I also know that this hatred is unable to coexist with the easy confidence of the woman that I work for, now. I have read and reread the smile with which she greets me in the morning. It is absent of suspicion, I am sure.

I worry even though I trust both of the grown-ups in the house, and can feel them trusting me, too.


But I am not the only one wary of my body in the house.

I realize this one day as my boss, the father, helps me to riddle my way into a baby carrier. The straps rest on my shoulders. The belt’s around my hips. Both of my hands are occupied, balancing the weight of his son against my chest until the carrier is locked in to secure him.

“And then this one buckles there,” he says, pulling at the strap in question with his fingers. I wait for him to pop it into place, but he doesn’t. He holds it out, waiting for my hand to take it up.

His wife has helped me into a carrier before. When she did, neither she nor I thought anything of her hands buckling the baby safe against my body. Until he pauses, I think nothing of his hands, either, approaching my ribs to do the same.

But when he freezes up, I realize:

He’s afraid of me.

Until this moment all I know is my own vulnerability along this axis. For the first time, I consider his. An accusation out of me, even a baseless lie, could bring disaster down on him.

I could detonate a bomb inside his house.

Maybe this danger that he feels in me is power, a power that is mine to wield. Maybe it’s a trap, for one or the other of us, or both.

Or maybe we are just two people, dancing around each other in precise propriety, bonded in a vow of separation. A reciprocal vulnerability, each of us capable of the other one’s destruction.

I shift the baby’s weight into my elbow. For one precarious second, the tiny life of the man’s only son tilts, half-held, over the floor, while I swing my other hand around my back to catch the dangling strap.

Then I click the buckle in and the baby’s safe against me. The Dad’s free to retreat. I’m free to move.

If the tension inherent in our two positions were something we could talk about, I would take a moment, then, to reassure him. You are safe with me, I’d like to tell him. I mean you no harm, and I trust you not to harm me.

I see everything you have from an intimate angle. I see the wealth, the house, the love that you share with your children and your wife, and I don’t want it.

I only want to play my role here in your home.

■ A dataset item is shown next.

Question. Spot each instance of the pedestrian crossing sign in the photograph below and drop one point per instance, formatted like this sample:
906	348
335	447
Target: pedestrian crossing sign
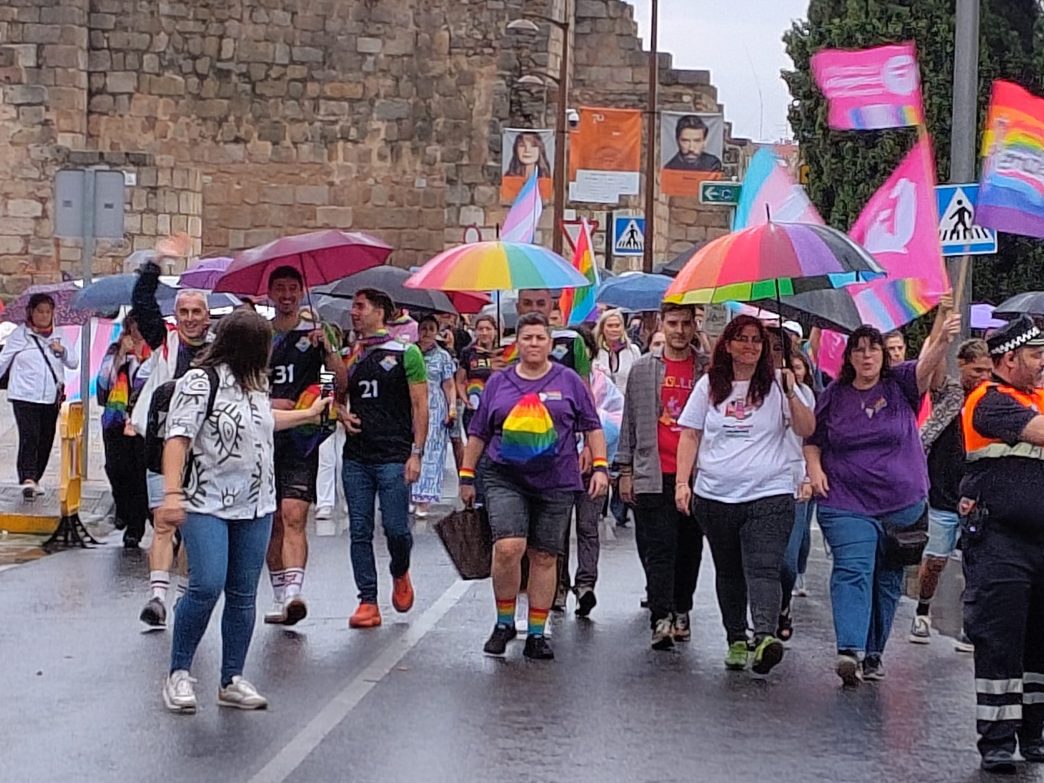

I only want to keep the trust you’ve given me, until your family outgrows my hired love, and I move on.

Pure and Fleeting

Lean your forehead
into mine. Encircle
me in arms and snare
one fist at the nape 
of my neck.
Then,

scream. Unleash
a window-cracking
pterodactyl screech
right in my face as you 
spew a gutload of hot,
curdled breastmilk
down my shirt. 
Then,

smile. Throw your gums
wide open to display 
the milk-chunks
clinging to your 
tongue. 

Rip that fistful of hair 
from the base of my scalp 
as your laugh 
breaks over me.
Ouch! Fuck!
Little angel– 
no one else
can love me 
like you do. 

Shabbat Shalom, y’all. 😁

Shalom Bayit

You enter your bedroom.

It is dark, and I

am inside, singing

swaying with 

your infant son

against my chest. I 

am ten years 

younger 

than your wife 

and my voice is soft

and lullabye-pretty.

.

You move quickly 

into and out. I

turn my back, eyes

latching on the eyelids

drooping in my arms.

.

I mean you no harm 

and you mean me no harm. 

You take your shirt, 

go, and I continue, 

rocking in the dark room, 

singing.

.

(Shalom Bayit is a Jewish value. It translates to “peace in the home”, and describes familial wholeness and healthy connection in a marriage.)